Поборник преступления в действительности уважает только два рода власти: власть, основанную на случайности происхождения, – такую власть он видит в современном ему обществе, и власть, которую захватывает угнетенный, когда он через злодейство добивается равенства с вольнодумцами-вельможами, обычными героями Сада. Эта маленькая группа властителей, эти посвященные сознают, что обладают всеми правами. Если кто-то хотя бы на миг усомнится в этой страшной привилегии, он тотчас изгоняется из стаи и снова становится жертвой. Таким образом, можно прийти к своего рода моральному бланкизму, когда небольшое число мужчин и женщин решительно попирают касту рабов, поскольку обладают особым знанием. Единственная проблема для них состоит в том, чтобы организоваться ради воплощения в жизнь всей полноты своих прав, таких же ужасных, как их вожделения.
Они не могут надеяться навязать свою власть всему миру, пока мир не примет закон преступления. Сад никогда и не думал, что его нация согласится на дополнительное усилие, которое сделает ее «республиканской». Но если преступление и вожделение не являются законом для всего мира, если они не царят хотя бы на ограниченной территории, они выступают уже не как основа единства людей, а как причина конфликтов между ними. Преступление и вожделение уже не являются законом, и человека ждут случайность и распад. Следовательно, надо из обломков создать мир, который точно соответствовал бы новому закону Требование целостности, не достигнутое творением, удовлетворяется во что бы то ни стало в микрокосме. Закону силы всегда недоставало терпения достичь мирового господства. Поэтому он вынужден спешно отграничить территорию, где будет воплощать себя в жизнь, и, если потребуется, окружить ее колючей проволокой и сторожевыми вышками.
В творениях Сада закон силы создает закрытые помещения, замки за семью стенами, откуда бежать невозможно и где по неумолимому регламенту беспрепятственно действует общество вожделения и преступления. Самый разнузданный мятеж против морали, требование тотальной свободы приводят к порабощению большинства. Эмансипация человека завершается для Сада в казематах распутства, где своего рода политбюро порока управляет жизнью и смертью мужчин и женщин, навсегда попавших в пекло необходимости. Его творчество изобилует описаниями особых мест, где вольнодумцы-вельможи, демонстрируя своим жертвам их беспомощность и полнейшую порабощенность, при каждом удобном случае повторяют слова герцога Бланжи, обращенные к маленькому народу «Ста двадцати дней Содома»: «Вы уже мертвы для мира».
Точно так же жил и Сад в башне Свободы, но только в Бастилии. Его абсолютный бунт укрывается вместе с ним в мрачной крепости, откуда нет выхода никому – ни узнику, ни тюремщику.

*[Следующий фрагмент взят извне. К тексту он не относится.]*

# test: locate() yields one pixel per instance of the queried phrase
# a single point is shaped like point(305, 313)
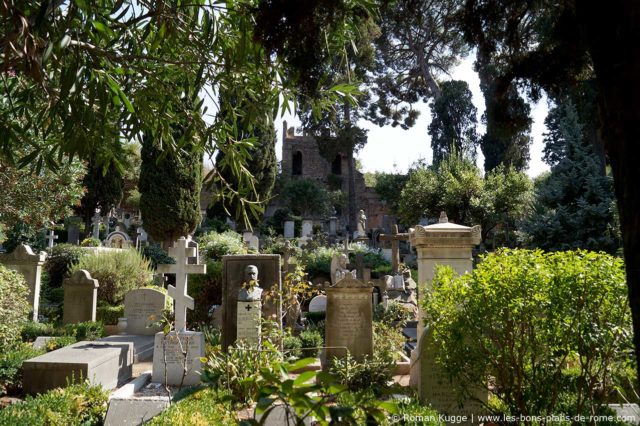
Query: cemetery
point(168, 256)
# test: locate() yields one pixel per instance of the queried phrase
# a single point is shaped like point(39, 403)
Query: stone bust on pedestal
point(250, 290)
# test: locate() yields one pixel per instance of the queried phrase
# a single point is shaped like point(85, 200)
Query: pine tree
point(575, 204)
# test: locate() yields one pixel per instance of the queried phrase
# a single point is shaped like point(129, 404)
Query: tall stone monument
point(80, 297)
point(179, 351)
point(348, 325)
point(449, 244)
point(29, 264)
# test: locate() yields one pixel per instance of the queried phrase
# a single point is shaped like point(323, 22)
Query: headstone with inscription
point(142, 308)
point(348, 325)
point(29, 264)
point(233, 277)
point(172, 353)
point(80, 297)
point(289, 229)
point(438, 390)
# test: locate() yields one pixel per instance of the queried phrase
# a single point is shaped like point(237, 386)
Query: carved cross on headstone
point(395, 239)
point(181, 252)
point(50, 238)
point(96, 219)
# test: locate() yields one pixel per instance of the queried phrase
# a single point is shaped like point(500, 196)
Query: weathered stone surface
point(438, 390)
point(143, 307)
point(104, 363)
point(248, 321)
point(29, 264)
point(175, 345)
point(80, 297)
point(349, 319)
point(318, 304)
point(233, 276)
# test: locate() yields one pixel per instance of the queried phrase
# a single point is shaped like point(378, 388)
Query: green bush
point(214, 245)
point(291, 345)
point(157, 256)
point(61, 258)
point(117, 272)
point(553, 329)
point(14, 307)
point(202, 407)
point(395, 313)
point(109, 314)
point(11, 367)
point(88, 330)
point(78, 404)
point(90, 242)
point(311, 339)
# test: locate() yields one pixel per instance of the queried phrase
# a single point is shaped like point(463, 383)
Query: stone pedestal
point(186, 347)
point(248, 321)
point(349, 320)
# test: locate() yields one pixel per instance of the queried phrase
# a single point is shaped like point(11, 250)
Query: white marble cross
point(52, 236)
point(181, 252)
point(96, 219)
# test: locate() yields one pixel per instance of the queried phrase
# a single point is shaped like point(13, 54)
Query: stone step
point(142, 345)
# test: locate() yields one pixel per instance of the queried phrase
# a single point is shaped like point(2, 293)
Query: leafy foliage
point(117, 272)
point(60, 259)
point(575, 204)
point(13, 306)
point(75, 405)
point(559, 338)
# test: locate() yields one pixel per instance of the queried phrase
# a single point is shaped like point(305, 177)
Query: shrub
point(11, 367)
point(157, 256)
point(291, 345)
point(202, 407)
point(88, 330)
point(78, 404)
point(117, 272)
point(395, 313)
point(214, 245)
point(90, 242)
point(109, 314)
point(312, 340)
point(554, 330)
point(13, 306)
point(61, 258)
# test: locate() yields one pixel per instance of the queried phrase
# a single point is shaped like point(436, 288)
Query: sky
point(395, 150)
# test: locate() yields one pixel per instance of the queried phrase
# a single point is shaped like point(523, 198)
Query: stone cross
point(181, 252)
point(395, 239)
point(52, 236)
point(96, 219)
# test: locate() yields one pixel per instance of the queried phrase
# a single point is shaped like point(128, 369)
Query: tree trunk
point(612, 34)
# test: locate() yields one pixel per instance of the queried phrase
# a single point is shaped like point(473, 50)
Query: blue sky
point(393, 149)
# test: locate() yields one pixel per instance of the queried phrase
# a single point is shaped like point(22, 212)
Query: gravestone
point(95, 221)
point(289, 229)
point(438, 390)
point(102, 363)
point(80, 297)
point(73, 234)
point(307, 228)
point(233, 276)
point(142, 307)
point(170, 354)
point(169, 359)
point(29, 264)
point(51, 237)
point(348, 325)
point(318, 304)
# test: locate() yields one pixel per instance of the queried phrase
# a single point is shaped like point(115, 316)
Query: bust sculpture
point(250, 290)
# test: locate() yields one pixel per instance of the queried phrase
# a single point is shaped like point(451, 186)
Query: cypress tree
point(575, 203)
point(170, 183)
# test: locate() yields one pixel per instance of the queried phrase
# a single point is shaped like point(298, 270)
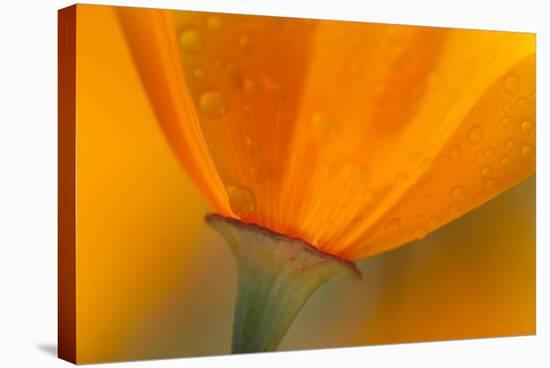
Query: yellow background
point(154, 282)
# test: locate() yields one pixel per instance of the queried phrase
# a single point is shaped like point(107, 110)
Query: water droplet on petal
point(506, 122)
point(241, 200)
point(191, 41)
point(420, 233)
point(458, 194)
point(490, 152)
point(475, 134)
point(212, 105)
point(455, 153)
point(522, 103)
point(511, 84)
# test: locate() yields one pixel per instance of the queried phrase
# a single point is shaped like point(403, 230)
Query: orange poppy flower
point(355, 138)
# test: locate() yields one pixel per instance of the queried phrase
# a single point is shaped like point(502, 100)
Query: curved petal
point(354, 137)
point(492, 150)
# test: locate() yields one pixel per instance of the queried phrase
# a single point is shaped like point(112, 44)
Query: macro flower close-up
point(235, 183)
point(319, 143)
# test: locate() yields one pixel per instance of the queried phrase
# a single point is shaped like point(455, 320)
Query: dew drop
point(490, 152)
point(420, 233)
point(475, 134)
point(393, 225)
point(528, 127)
point(511, 84)
point(198, 73)
point(522, 103)
point(241, 200)
point(191, 41)
point(455, 153)
point(458, 194)
point(506, 122)
point(486, 171)
point(528, 153)
point(212, 105)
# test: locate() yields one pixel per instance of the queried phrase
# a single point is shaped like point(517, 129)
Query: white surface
point(28, 152)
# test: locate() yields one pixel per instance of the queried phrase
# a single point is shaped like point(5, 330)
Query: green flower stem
point(276, 276)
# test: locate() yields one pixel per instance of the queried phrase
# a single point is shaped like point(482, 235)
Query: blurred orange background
point(153, 281)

Чтобы утвердить свою свободу, Сад вынужден организовать абсолютную необходимость. Безграничная свобода желания означает отрицание другого человека, а также отказ от всякой жалости. Необходимо покончить с человеческим сердцем, этой «слабостью духа». Крепкая ограда и регламент помогут в этом. Регламент, играющий важнейшую роль в воображаемых замках Сада, освящает вселенную подозрительности. Он призван все предусмотреть, чтобы непредсказуемые нежность или жалость не нарушали планов дивного удовольствия. Странное удовольствие, получаемое по команде! «Ежедневно подъем в десять часов утра…» Но нужно воспрепятствовать вырождению услады в привязанность, а для этого – набросить на удовольствие узду и затянуть ее. Нужно еще сделать так, чтобы объекты наслаждения никогда не воспринимались как личности. Если человек есть «род абсолютно материального растения», то его можно считать только объектом, а именно – объектом эксперимента. В республике Сада, огороженной колючей проволокой, существуют только механизмы и механики. Регламенту как способу функционирования механики здесь подчинено все. В отвратительных монастырях Сада существуют свои правила, многозначительным образом списанные из уставов религиозных общин. Согласно этим правилам, распутник должен публично исповедоваться. Но знак плюс меняется на знак минус: «Если его поведение безупречно, он проклят».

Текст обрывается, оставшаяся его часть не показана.